Sanığın, Haberal hakkında verilen 16 Ekim 2009 tarihli taburcu edilmesine ilişkin karardan 27 gün boyunca haberdar olmadığına yönündeki beyanlarına itibar edilemeyeceği bildirilen gerekçede, şu ifade yer aldı:
"Sanığın böylece heyet raporuyla tıbbi tedavisine ayakta devam edilerek, bir ay sonra kontrole gelmek üzere taburcu edilmesine karar verilen tutuklu Mehmet Haberal'ın cezaevine naklini sağlamayıp hastanede kalmasına devam etmesine neden olarak adı geçen kişiye menfaat sağlamak suretiyle görevini ihmal ettiği ve bu suretle yüklenen suçun tüm unsurlarıyla sübuta erdiği anlaşılmıştır."

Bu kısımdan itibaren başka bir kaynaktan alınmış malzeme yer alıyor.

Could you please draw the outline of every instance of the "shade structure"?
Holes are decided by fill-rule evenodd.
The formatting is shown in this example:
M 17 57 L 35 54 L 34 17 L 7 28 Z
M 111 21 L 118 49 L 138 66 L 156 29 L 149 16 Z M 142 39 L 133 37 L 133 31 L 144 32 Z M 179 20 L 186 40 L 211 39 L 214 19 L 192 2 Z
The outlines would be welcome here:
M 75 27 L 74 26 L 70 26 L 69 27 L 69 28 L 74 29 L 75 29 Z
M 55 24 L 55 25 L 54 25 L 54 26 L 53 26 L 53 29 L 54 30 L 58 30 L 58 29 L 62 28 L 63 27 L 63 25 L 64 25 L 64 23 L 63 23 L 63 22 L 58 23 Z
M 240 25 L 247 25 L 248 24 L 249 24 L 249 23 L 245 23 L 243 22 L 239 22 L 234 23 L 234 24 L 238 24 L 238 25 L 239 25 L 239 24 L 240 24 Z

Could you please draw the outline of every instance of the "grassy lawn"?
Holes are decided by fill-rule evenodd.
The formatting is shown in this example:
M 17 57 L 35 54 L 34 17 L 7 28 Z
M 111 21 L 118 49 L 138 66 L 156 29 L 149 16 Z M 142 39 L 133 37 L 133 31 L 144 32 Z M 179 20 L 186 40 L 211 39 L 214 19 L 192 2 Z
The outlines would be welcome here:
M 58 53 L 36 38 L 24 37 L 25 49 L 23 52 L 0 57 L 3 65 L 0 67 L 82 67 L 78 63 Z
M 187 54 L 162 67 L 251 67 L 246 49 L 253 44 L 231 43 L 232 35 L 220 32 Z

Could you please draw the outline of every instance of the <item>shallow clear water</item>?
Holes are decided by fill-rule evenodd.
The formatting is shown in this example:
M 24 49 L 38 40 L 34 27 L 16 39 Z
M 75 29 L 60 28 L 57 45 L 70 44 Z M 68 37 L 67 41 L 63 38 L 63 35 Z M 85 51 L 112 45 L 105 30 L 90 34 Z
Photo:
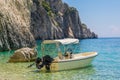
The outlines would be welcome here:
M 38 72 L 35 66 L 27 68 L 32 62 L 7 63 L 14 51 L 0 52 L 0 80 L 120 80 L 119 38 L 85 39 L 80 41 L 79 46 L 77 52 L 99 53 L 92 66 L 60 72 Z

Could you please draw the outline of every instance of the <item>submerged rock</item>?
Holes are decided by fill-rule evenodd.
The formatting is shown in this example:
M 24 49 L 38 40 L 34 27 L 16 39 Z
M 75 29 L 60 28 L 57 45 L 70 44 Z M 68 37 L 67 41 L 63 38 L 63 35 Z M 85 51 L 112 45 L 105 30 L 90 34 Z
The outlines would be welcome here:
M 31 48 L 21 48 L 14 52 L 8 62 L 29 62 L 37 58 L 37 51 Z

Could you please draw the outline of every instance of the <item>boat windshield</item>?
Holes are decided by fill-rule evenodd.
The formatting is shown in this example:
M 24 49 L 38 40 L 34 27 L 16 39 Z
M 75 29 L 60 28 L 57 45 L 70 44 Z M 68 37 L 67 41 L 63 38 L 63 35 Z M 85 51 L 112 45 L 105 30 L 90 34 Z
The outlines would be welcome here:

Hastane odasına "demir parmaklık"
Savcı Doğan'ın, tutuklu Haberal'ın tedavi gördüğü hastanede kaldığı odanın penceresine gerçekte takılmadığı halde "demir parmaklık taktırıldığı" şeklindeki yazısında resmi belgede sahtecilik suçunun unsurlarının gerçekleşmediği işaret edilen gerekçede, bu eyleminin görevi kötüye kullanmak suçu yönünden değerlendirilmesi gerektiği yer aldı.
Gerekçede, görevi kötüye kullanma suçunun oluşabilmesi için kamu görevlisinin görevinin gereklerine kasten aykırı davranması yanında, bu davranış nedeniyle kişilerin mağduriyetinin, kamunun zararının ya da kişilere sağlanmış haksız bir menfaatin bulunması gerektiği vurgulandı.
Gerekçede, şöyle denildi:
"Suç tarihinde Bakırköy Cumhuriyet Başsavcılığı infaz bürosunda infaz işlemlerinden sorumlu ve 5275 sayılı Yasanın 5. maddesi uyarınca infazın izlenmesi ve denetlenmesiyle görevli sanığın, kamuoyunda tutuklanması ve hemen akabinde rahatsızlığı gerekçesiyle hastaneye kaldırılıp hastanedeki yatış ve tedavi süreci yoğun şekilde tartışılan tutuklu Mehmet Haberal'ın gerçekte kaldığı odada demir parmaklık bulunmamasına ve bu konuda da kendisine Adalet Bakanlığı Ceza ve Tevkifevleri Genel Müdürlüğünce sorulmamasına rağmen, Bakanlığa yazdığı 8 Mayıs 2009 tarihli yazıyla tutuklunun yattığı odanın penceresine demir parmaklık takıldığının sağlandığı belirtilerek, adı geçen tutuklunun yasal olarak kalması gereken koşullardan çok daha rahat biçimde kalmasını, sanki bir tutuklu veya hükümlü koğuşu tesis edilmiş gibi bildirimde bulunmak suretiyle bu kişiye menfaat sağlayarak TCK'nın 257. maddesinin 1. fıkrasındaki görevi kötüye kullanma suçun işlediği anlaşılmıştır."
Karşı oy gerekçesi
Çoğunluk görüşüne katılmayan Yargıtay 11. Ceza Dairesi Başkanı Hüseyin Eken ile Üye Hüseyin Boyrazoğlu, infazla görevli Cumhuriyet savcılarına, hükümlü koğuşu bulunmayan tedavi kurumlarında tedavileri süren hükümle ve tutukluların demir parmaklıklı yerlerde bulundurulmaları yönünde bir görev verilmediğini savundu.
Suç tarihinde tutuklu Mehmet Haberal'ın, hastanenin 4. katında tedavi gördüğü, odanın girişine kameralı güvenlik sistemi kurularak odaya giriş ve çıkışların kontrol altında tutulduğu ifade edilen karşı oy gerekçesinde, "Bu konumdaki odanın penceresine demir parmaklık takılmamasının hiçbir surette tutuklu veya hükümlünün rahat bir ortamda kalmasına olanak tanımak, başka bir ifadeyle menfaat sağlamak olarak değerlendirilemez. Bu nedenle yüklenen suçun maddi unsuru da gerçekleşmemiştir" ifadeleri yer aldı.